Who understands this! After 8 years of struggling in the crypto circle, from initially putting in a few tens of thousands to now holding profits in the tens of millions, the most asked question is not 'how to make money', but 'what if I earn money but dare not withdraw it, for fear of the bank checking my account?'

Every time I hear this question, I want to laugh—banks are not like community committee aunties with nothing to do, they won't ask you 'is the money earned from the crypto circle?', but if you dare to operate carelessly, don't talk about making money, at best your funds will be frozen for half a year, at worst you'll end up with a silver bracelet + prison package! I've seen brothers get stuck because they rushed to withdraw 5 million, frozen solid, and there are those who greedily paid high premiums for black money, and ended up with a 3-year sentence, with no place to cry.

Today, I'm not hiding anything; I'm sharing the practical tips for withdrawals that I've kept hidden, all are hard-earned experiences. Newbies can avoid 99% of the pitfalls after reading this, and veterans can fill in the gaps!

First, let's clarify a misconception: banks are targeting dirty money, not your legitimate profits.

Many people always think that 'large withdrawal amounts will be checked', which is purely scaring themselves! The core goal of bank risk control is to prevent telecom fraud and money laundering. If your background is clean and your profit source is legitimate, as long as the operation is not suspicious, there's no need to panic.
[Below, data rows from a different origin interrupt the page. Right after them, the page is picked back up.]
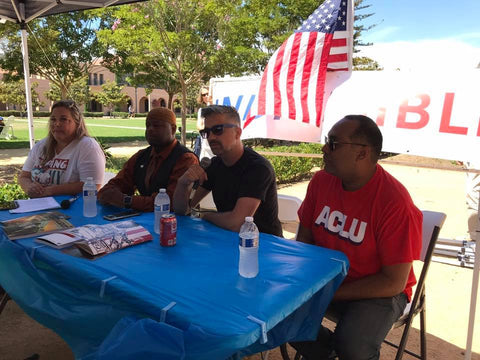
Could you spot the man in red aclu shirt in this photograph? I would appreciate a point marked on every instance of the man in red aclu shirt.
(356, 207)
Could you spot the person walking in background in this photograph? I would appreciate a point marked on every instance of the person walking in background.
(131, 114)
(158, 166)
(60, 163)
(356, 207)
(242, 182)
(2, 124)
(201, 147)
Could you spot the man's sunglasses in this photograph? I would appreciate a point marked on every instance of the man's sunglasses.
(216, 130)
(332, 144)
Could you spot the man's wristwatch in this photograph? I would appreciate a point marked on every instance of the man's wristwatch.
(127, 201)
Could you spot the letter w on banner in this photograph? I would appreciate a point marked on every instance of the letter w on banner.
(301, 74)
However, there are two situations that will be focused on, remember: one is a single transaction or cumulative deposit of over 5 million. The bank may make a phone call to 'check in', or even invite you to become a VIP (essentially to confirm the legitimacy of the funds). Just be honest and say 'investing in compliant assets for profit', no need to hide anything; the second is frequent large amounts of inflow and outflow in a short period, like having hundreds of thousands deposited daily from different accounts. The risk control system will mark you red directly, and if non-counter business stops, you have to run to the counter repeatedly to explain, wasting time and causing frustration.
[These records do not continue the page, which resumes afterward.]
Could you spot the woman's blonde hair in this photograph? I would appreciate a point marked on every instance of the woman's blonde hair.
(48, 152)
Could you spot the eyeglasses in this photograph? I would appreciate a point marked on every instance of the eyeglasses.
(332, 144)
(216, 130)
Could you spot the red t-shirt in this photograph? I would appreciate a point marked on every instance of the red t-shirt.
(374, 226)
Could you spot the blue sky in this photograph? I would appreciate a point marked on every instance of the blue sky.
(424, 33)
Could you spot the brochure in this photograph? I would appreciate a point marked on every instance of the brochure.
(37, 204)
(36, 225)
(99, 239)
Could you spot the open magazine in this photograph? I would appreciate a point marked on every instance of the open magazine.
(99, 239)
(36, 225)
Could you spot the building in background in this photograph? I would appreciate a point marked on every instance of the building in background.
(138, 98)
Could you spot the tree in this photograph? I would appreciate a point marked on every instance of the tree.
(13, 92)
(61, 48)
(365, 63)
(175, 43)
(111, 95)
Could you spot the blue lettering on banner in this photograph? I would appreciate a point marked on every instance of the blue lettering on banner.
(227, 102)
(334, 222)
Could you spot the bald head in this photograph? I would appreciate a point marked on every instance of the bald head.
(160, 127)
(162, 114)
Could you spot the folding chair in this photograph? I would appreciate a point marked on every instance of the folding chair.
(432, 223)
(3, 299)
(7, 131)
5 key points for safe withdrawals, none can be missed!

1. Don't touch the trap of dirty money! This is the bottom line! Whether it's a platform of unknown origin, so-called 'high premium intermediaries', or offline cash transactions, these channels are likely mixed with dirty money. Let me make the consequences clear: a level three freeze for 3 days is considered light; a level two freeze directly locks funds for 6 months, and if things go wrong, the money may be confiscated; a level one freeze is even harsher, directly sentencing under 'concealing criminal proceeds', starting from 3 years, all the profits go down the drain, and you end up in jail. It's purely self-destructive.

2. Don’t be a 'sucker' for trading prices, nor be 'too clever'! Many people want to earn a bit more, listing assets priced at 7 dollars for sale at 7.5 dollars, or wanting to sell quickly at 6.5 dollars. Both operations are extremely dangerous! Deviating too much from the market price will be directly identified as 'knowingly trading dirty money'; even if you genuinely didn’t know, you will have to spend a lot of time proving it. Why put yourself through that? Follow the market price and prioritize stability.

3. Trade with acquaintances; remember 'receive money before transferring assets'! Prioritize connecting with reliable friends you have known for more than six months, and don’t trust those online strangers with 'instant settlement' or 'high premiums'. Moreover, you must confirm that the money has arrived and is accurate before transferring the corresponding assets; don't reverse this step! Additionally, check the other party's funds: they should have been settled for more than 3 days, with no recent frequent large inflows and outflows, to avoid receiving suspicious funds that 'come in today and go out tomorrow'.

4. Withdraw small amounts slowly; don't clash with risk control head-on! Even if you make a small target, don't think about withdrawing everything at once! I have a friend who made 12 million and insisted on transferring it all in one day; as a result, the card was frozen directly, and he had to run to the bank three times and submit a bunch of proofs to unfreeze it. The correct operation is: split the amount, extend the time, for example, withdraw 200,000 daily using payment tools, or transfer slowly over 3-6 months; using time for safety is better than anything.

5. Keep good transaction vouchers; better safe than sorry! Don’t find it troublesome; save the records and reconciliation screenshots of each transaction. In case the bank needs proof of the source of funds, these are your 'golden tickets.' I have set up a dedicated folder where I keep 8 years of transaction records. Even if occasionally questioned, just pull them out, and it’s all settled, saving a lot of trouble.

Finally, let's say something from the heart.

Making money in the crypto space is already tough enough; don’t mess up at this last step of withdrawal! Remember: compliance is always more important than speed; it's okay to be slow, at least the money is yours; rushing can lead to pitfalls, wasting years of hard work.